Pourquoi veut-on tuer le latin, cette langue morte ? N’est-il pas encore un peu trop vivant pour certains ? Parce qu’on l’aura supprimé, va-t-on pour cela mieux enseigner l’informatique ou préparer les élèves aux professions de demain ? Pourquoi ne veut-on plus les faire passer par le bain de la latinité ?

Un détour nécessaire

Tout d’abord, le latin, cette langue universelle, n’est-il pas un bon détour pour enseigner le français et les langues étrangères ? Le français d’abord, parce que l’attention aux mots latins nous permet de revenir aux racines de notre vocabulaire ; l’orthographe française, bien qu’elle évolue (comme elle l’a toujours fait d’ailleurs), est un reflet de nos origines latines.

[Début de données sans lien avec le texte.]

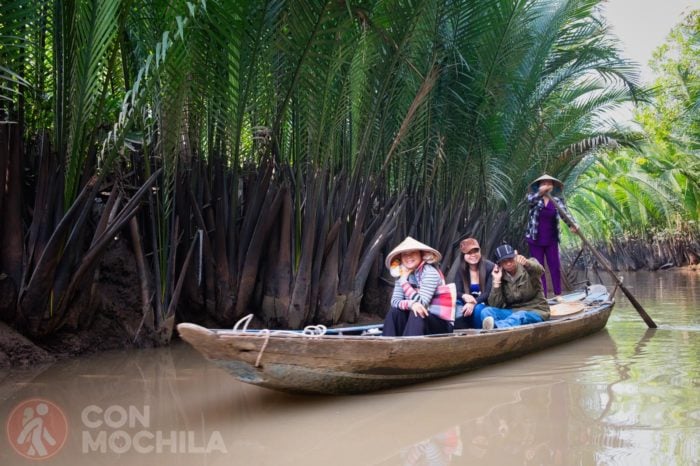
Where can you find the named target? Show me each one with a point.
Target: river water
(626, 395)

Le latin est aussi la langue-mère des langues romanes : l’italien, l’espagnol, le portugais, le roumain ; bon nombre des mots du vocabulaire anglais lui sont également redevables. A partir des mots latins, c’est tout le vocabulaire de nos voisins que nous apprendrons plus facilement. L’espagnol, l’italien sont en effet beaucoup plus proches que le français de l’original latin.

Enfin, le modèle des déclinaisons latines est aisément transposable dans les autres langues à déclinaisons : l’allemand, le russe, le grec. C’est un premier pas qui permet d’aller plus loin.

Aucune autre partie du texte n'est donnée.